2.1.7.3  Langkah-Langkah Pembelajaran Remedial

Al-Taubany & Hadi Suseno. (2017: 362-367) Langkah-langkah pembelajaran remedial secara umum dimulai dari identifikasi permasalahan, melakukan perencanaan, melaksanakan program remedial, dan diakhiri dengan penilaian autentik. Uraian langkah-langkah tersebut akan dipaparkan berikut ini.

1.                  Identifikasi Permasalahan Pembelajaran

Penting untuk memahami bahwa “tidak ada dua individu yang persis sama di dunia ini,” begitu juga penting untuk memahami bahwa peserta didik pun memiliki beragam variasi baik kemampuan, kepribadian, tipe dan gaya belajar maupun latar belakang social budaya. Oleh karenanya guru perlu melakukan identifikasi terhadap keseluruhan permasalahan pembelajaran.

Secara umum identifikasi awal bias dilakukan melalui: (a) observasi (selama proses pembelajaran): (b) penilaian autentik (bisa melalui tes/ulangan harian atau penilaian proses).

Permasalahan pembelajaran dapat dikategorikan kedalam tiga focus perhatian sebagai berikut:

a.             Permasalahan pada keunikan peserta didik.

b.            Permasalahan pada materi ajar.

c.             Permaslahan pada strategi belajar.

2.                   Perencanaan

Setelah melakukan identifikasi awal terhadap permasalahan belajar anak, guru telah memperoleh pengetahuan yang utuh tentang peserta didik dan mulai untuk membuat perencanaan.

Dengan melihat bentuk kebutuhan dan tingkat kesulitan yang dialami peserta didik, guru bias merencanakan kapan waktu dan cara yang tepat untuk melakukan pembelajaran remedial. Pada prinsipnya pembelajaran remedial bias dilakukan:

a.             Segera setelah guru mengidentifikasi kesulitan peserta didik dalam proses pembelajaran.

b.            Menetapkan waktu khusus di luar jam belajar efektif.

Dalam perencanaan guru perlu menyiapkan hal-hal yang mungkin diperlukan dalam pelaksanaan pembelajaran remedial, seperti:

a.             Menyiapkan media pembelajaran.

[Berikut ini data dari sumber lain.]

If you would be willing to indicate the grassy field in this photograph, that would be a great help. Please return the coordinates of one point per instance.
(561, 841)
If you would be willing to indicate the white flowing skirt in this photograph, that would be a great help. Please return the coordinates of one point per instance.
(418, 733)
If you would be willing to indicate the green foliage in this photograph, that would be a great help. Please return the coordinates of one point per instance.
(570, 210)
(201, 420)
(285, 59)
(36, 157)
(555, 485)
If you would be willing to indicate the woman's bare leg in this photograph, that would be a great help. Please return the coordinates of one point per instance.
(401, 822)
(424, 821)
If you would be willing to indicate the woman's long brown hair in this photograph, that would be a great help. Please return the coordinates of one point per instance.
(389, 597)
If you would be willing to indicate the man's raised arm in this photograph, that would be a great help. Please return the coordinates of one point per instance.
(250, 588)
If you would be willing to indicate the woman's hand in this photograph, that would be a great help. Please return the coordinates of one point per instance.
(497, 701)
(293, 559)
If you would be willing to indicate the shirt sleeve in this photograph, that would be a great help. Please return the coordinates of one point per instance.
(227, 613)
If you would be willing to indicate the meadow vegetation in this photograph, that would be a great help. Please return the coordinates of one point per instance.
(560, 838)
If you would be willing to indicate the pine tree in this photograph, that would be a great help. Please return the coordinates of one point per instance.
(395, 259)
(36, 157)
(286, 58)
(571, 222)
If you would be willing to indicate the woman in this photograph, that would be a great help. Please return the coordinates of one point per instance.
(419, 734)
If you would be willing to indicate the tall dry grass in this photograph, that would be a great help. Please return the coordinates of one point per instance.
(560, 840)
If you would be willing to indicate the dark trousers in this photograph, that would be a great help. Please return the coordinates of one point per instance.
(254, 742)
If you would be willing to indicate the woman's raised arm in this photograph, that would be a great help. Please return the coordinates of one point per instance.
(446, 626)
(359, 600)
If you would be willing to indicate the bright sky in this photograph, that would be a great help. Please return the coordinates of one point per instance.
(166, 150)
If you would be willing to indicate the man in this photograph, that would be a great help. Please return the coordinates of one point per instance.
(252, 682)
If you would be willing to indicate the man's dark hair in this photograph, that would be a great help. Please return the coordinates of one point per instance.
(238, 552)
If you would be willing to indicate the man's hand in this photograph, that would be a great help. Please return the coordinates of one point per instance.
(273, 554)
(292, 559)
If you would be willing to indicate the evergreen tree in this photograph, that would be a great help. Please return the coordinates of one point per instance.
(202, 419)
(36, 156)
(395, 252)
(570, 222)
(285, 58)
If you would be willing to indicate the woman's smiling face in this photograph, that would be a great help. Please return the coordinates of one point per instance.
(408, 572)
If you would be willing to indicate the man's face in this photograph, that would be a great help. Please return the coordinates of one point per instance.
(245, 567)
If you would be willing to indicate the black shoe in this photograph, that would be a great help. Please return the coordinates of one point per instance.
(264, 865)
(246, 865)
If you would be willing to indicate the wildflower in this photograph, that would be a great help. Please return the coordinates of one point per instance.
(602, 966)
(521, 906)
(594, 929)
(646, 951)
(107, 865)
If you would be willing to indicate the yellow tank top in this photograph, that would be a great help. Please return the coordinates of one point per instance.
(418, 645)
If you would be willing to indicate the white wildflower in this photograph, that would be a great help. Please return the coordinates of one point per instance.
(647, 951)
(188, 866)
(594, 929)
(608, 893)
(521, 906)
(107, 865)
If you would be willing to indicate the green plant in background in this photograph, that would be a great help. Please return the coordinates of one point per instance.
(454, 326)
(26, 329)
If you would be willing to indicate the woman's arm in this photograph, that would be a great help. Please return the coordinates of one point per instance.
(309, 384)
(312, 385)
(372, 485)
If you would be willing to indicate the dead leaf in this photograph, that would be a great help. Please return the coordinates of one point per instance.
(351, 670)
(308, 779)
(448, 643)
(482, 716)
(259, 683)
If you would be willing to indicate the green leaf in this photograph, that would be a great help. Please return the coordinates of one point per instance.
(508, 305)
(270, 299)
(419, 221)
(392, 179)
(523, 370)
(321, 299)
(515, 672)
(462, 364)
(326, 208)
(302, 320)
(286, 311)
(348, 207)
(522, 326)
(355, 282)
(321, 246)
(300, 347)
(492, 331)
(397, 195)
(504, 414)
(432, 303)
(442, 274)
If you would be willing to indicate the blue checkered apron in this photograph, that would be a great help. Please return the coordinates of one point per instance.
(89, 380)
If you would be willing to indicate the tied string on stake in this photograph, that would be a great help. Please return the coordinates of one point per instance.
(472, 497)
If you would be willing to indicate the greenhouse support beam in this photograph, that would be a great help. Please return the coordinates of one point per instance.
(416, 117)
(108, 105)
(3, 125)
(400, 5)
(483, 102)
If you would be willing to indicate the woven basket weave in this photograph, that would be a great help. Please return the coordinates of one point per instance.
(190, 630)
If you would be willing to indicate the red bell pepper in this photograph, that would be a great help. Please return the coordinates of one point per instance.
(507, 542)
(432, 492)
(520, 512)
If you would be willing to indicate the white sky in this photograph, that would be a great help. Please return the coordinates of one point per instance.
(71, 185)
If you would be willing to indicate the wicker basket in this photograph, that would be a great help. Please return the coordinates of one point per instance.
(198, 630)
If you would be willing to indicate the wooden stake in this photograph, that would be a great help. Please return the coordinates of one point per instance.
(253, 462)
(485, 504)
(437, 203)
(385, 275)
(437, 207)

b.            Menyiapkan contoh-contoh dan alternative aktifitas.

c.             Menyiapkan materi-materi dan alat pendukung.

3.            Pelaksanaan

Setelah perencanaan disusun, langkah selanjutnya adalah melaksanakan program pembelajaran remedial. Ada tiga focus penekanan:

a.             Penekanan pada keunikan peserta didik.

b.            Penekanan pada alternative contoh dan aktivitas terkait materi ajar.

c.             Penekanan pada strategi/metode pembelajaran.

4.                  Penilaian Autentik

Penilaian autentik dilakukan setelah pembelajaran remedial selesai dilakukan. Berdasarkan hasil penilaian, bila peserta didk belum mencapai kompetensi minimal yang diterapkan guru, maka guru perlu meninjau kembali strategi pembelajaran remedial yang diterapkannya atau melakukan identifikasi terhadap peserta didik dengan lebih seksama. Apabola peserta didik berhasil mencapai atau melampaui tujuan yang ditetapkan, guru berhasil memberikan pengajaran remedial yang kaya dan bermakna bagi peserta didik, hal ini bias diterapkan sebagai rujukan bagi rekan guru lainnya atau bisa diperkaya lagi. Apabila ditemukan kasus khusus di luar kompetensi guru, guru dapat mengkonsultasikan dengan orangtua untuk selanjutnya dilakukan konsultasi dengan ahli.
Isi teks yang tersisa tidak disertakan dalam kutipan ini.